The House of Representatives and the Senate are now proposing changes in the 1987 Constitution. Both proposals as contained in Resolution of Both Houses (RBH) 6 and 7 are titled “A Resolution of Both Houses of Congress Proposing Amendments to Certain Economic Provisions of the 1987 Constitution of the Republic of the Philippines, particularly on Articles 12 (National Patrimony and Economy), 14 (Education, Science and Technology, Arts, Culture and Sports), and 16 (General Provisions)”.
Our lawmakers propose to lift the 40 percent limit on foreign ownership on the three sectors to attract more foreign direct investments to our country and create more jobs for Filipinos.
By adding the phrase “Unless otherwise provided by law” in Sec. 11 of Article 12, Sec. 4 of Art. 14, and Sec. 11 of Art. 16, foreign ownerships beyond the 40 percent constitutional limit on the said provisions can be done through legislative fiat.
The Senate version, denominated as RBH 6, however, differs from the House version denominated as RBH 7, in that, it provides that voting on the amendments should be undertaken separately by the two chambers because the Constitution, while requiring three-fourths vote of all members, is silent on how the voting should be done.
Considering there are only 24 members of the Senate, while the House of Representatives has 316 members, by their sheer number, the latter chamber could easily control the voting.
It would appear from the proposals of both chambers that they are now veering towards another mode of constitutional amendment that is not specifically spelled out in Article 17 of the Constitution. This mode of amendment is now called the “Bernas formula”, named after the late Father Joaquin Bernas, a great constitutionalist whose legal expertise and opinions were sought after by no less than the Supreme Court.
Fr. Bernas was the Dean of the College of Law of Ateneo de Manila University and eventually became the president of the said university, before he was appointed by then President Cory Aquino as a member of the 1986 Constitutional Commission, which framed the 1987 Constitution.

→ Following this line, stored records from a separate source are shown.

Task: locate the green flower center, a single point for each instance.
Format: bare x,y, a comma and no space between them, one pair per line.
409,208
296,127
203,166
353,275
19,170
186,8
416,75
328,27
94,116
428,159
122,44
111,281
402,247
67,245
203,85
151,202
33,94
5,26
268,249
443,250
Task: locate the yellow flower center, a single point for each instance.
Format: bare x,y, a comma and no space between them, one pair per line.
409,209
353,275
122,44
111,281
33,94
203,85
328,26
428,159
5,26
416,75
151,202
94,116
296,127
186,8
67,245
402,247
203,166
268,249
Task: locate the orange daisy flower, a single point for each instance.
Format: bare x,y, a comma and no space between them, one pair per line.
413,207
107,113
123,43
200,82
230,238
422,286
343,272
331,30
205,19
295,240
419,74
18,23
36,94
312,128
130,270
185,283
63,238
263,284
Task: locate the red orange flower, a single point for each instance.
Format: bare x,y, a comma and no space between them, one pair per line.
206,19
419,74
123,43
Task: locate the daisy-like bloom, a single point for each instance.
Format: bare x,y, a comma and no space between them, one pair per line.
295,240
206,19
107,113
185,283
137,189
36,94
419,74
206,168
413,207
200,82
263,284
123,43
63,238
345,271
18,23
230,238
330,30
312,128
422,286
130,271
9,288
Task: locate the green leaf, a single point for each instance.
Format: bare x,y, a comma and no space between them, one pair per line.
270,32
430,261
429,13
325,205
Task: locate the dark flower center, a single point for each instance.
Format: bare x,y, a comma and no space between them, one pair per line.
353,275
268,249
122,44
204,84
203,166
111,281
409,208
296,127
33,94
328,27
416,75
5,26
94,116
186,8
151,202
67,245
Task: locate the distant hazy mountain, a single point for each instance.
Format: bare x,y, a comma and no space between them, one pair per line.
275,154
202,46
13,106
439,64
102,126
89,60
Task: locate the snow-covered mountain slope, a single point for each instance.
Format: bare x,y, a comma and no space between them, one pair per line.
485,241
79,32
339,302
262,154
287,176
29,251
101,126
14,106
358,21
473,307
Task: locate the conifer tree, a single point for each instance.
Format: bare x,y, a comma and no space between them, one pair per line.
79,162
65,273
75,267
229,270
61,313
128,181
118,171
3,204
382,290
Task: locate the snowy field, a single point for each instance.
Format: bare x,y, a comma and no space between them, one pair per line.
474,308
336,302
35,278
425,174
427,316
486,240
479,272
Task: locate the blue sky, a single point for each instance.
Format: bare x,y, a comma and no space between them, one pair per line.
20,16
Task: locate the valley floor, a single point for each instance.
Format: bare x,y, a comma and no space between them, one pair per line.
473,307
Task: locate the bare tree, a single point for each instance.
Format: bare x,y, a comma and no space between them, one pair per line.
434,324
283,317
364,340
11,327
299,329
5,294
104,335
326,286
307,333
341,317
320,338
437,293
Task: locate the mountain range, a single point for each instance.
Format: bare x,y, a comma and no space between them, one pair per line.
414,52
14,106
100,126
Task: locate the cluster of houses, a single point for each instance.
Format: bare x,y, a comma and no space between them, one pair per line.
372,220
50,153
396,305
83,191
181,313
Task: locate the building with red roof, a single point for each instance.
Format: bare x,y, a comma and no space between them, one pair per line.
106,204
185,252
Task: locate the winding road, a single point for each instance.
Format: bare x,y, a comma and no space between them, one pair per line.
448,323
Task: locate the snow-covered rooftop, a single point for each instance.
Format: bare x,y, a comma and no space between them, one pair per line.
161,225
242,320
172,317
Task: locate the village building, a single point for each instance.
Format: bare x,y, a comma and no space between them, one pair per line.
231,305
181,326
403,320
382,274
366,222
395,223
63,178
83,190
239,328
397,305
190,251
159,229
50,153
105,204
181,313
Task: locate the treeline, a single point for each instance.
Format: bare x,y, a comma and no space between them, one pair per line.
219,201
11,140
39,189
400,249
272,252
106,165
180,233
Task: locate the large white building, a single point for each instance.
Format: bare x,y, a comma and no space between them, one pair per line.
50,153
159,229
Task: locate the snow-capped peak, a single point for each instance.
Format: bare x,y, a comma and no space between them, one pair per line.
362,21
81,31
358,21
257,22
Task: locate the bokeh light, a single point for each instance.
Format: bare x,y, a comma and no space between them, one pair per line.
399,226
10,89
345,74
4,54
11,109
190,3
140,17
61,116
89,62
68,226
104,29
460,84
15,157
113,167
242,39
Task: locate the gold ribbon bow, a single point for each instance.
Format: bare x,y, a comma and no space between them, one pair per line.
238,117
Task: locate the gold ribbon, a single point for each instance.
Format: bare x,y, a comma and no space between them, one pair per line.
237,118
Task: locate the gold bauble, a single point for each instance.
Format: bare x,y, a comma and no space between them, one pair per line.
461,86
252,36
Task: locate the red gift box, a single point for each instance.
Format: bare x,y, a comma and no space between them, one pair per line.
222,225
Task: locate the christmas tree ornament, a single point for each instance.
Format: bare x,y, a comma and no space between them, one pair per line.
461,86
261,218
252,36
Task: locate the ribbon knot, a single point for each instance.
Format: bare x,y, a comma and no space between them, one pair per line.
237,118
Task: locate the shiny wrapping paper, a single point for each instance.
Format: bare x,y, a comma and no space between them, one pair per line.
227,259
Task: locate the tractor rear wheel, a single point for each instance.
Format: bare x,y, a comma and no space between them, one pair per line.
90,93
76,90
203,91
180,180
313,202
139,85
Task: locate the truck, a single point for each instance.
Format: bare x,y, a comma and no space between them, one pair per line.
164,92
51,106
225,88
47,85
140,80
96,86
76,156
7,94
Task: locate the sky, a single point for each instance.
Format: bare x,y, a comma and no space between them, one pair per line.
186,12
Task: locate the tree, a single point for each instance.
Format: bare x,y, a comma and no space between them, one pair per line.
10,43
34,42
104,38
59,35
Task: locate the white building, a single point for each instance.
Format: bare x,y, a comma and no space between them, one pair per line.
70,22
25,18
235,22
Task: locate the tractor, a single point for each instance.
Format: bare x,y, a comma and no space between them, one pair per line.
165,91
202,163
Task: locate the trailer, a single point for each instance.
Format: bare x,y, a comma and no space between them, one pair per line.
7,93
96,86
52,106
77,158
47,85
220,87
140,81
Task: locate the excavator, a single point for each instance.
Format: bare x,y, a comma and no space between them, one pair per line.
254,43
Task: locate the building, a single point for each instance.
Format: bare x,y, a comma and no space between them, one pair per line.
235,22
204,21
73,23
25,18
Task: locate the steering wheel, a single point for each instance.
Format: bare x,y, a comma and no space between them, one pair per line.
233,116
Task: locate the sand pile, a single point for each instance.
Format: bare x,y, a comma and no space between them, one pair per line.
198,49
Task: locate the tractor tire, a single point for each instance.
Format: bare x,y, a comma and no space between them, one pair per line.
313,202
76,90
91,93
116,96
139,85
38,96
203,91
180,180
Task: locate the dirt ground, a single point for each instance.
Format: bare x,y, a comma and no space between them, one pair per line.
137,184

In his opinion, as published by the Philippine Daily Inquirer in 2012, Fr. Bernas stated both houses of Congress are not required to be in joint session to formulate amendments to the Constitution. It is possible for the two houses to formulate amendments the way they formulate laws as they are where they are. Once one house is through with a draft, it is passed on to the other house for action.
The required three-fourths vote of all the members of Congress must be met and, as proposed by the Senate under RBH 6, the voting must be done separately by each chamber.
Note that there are two RBHs filed but only one version will have to be passed and submitted to the people for ratification in a plebiscite to be held for the purpose.
The House is rushing the passage of its version, RBH 7, hoping the members can vote on it before Congress adjourns this month and that a plebiscite for its approval may be held before the midterm elections next year, so that the proposed constitutional amendment will not be “politicized” should the plebiscite coincide with the midterm elections.
The Senate is not, however, in a hurry to deliberate and pass RBH 6. Apparently, the Senate is inclined to have a plebiscite that shall coincide with the midterm elections in 2025, to save the government millions that must be appropriated if a plebiscite will be held separately from the midterm elections. Some senators also opine that garnering the three-fourths vote in its chamber, although not impossible, will be difficult to obtain.
There will be obstacles during the deliberations and approval in the House and in the Senate, of their respective RBH considering that some members of both chambers still are of the opinion that there is no need to amend the Constitution.
More pressing needs of the people like an increase in the minimum wage, addressing inflation and the increasing prices of basic commodities, traffic and transportation issues, should be the priorities of our legislators, are the comments found in social media regarding the topic of charter change.
In fact, the Fr. Bernas formula of charter change may also be challenged before the Supreme Court. Any or all of these challenges will surely delay the intended plebiscite dates of Congress.
Then, we are reminded of the sagely advise of Fr. Bernas on the purpose of charter change when he wrote: “I have always maintained myself that, for our society, success or failure depends not so much on the system as on the people running the system. It is easy to write a Constitution; it is more difficult to make a Constitution work… The purpose of a Constitution “is not so much as to achieve efficiency as to avoid tyranny in its various varieties.”